Overstock’s Earnings Beat Forecasts but Not All the News Was Good
Overstock.com earned more than expected in its latest quarter but disclosed a decline in the number of orders it filled, bringing a dip in the share price, a gain, and then another decline.
The online retailer, focused mainly on furniture, (ticker: OSTK) posted per-share earnings from continuing operations of $1.72 from $795 million in revenue. The consensus view on Wall Street was that earnings would be 67 cents a share and that revenue would come in at $767 million.
The stock was down 1.9% at $74.01 in early trading, after going as high as $77.45. Year to date, Overstock is up 56%. while the S&P 500 is up 17.8% over the same period.
During the second quarter, Overstock’s base of active customers increased 31% year over year to 9.2 million, while revenue per active customer rose 20% to $310. The average value per order increased 33% year over year, but the number of orders delivered fell by 22%.

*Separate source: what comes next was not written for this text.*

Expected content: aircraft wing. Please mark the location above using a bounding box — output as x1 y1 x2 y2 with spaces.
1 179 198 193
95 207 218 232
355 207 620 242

“The furniture and home furnishings market is large and growing,” CEO Jonathan Johnson said in a statement. “We expect this market to benefit from strong and sustained demand, and to continue to migrate online over time. Overstock remains well positioned to capture market share and sustain its profitable trajectory through the remainder of 2021 and beyond.”
Earlier this year, Overstock announced a partnership with Pelion Venture Partners to oversee its Medici Ventures portfolio of 19 blockchain technology companies. Overstock recognized a $228 million net gain following the closing of the transaction during the quarter. Including that gain, per-share earnings came in at $6.47.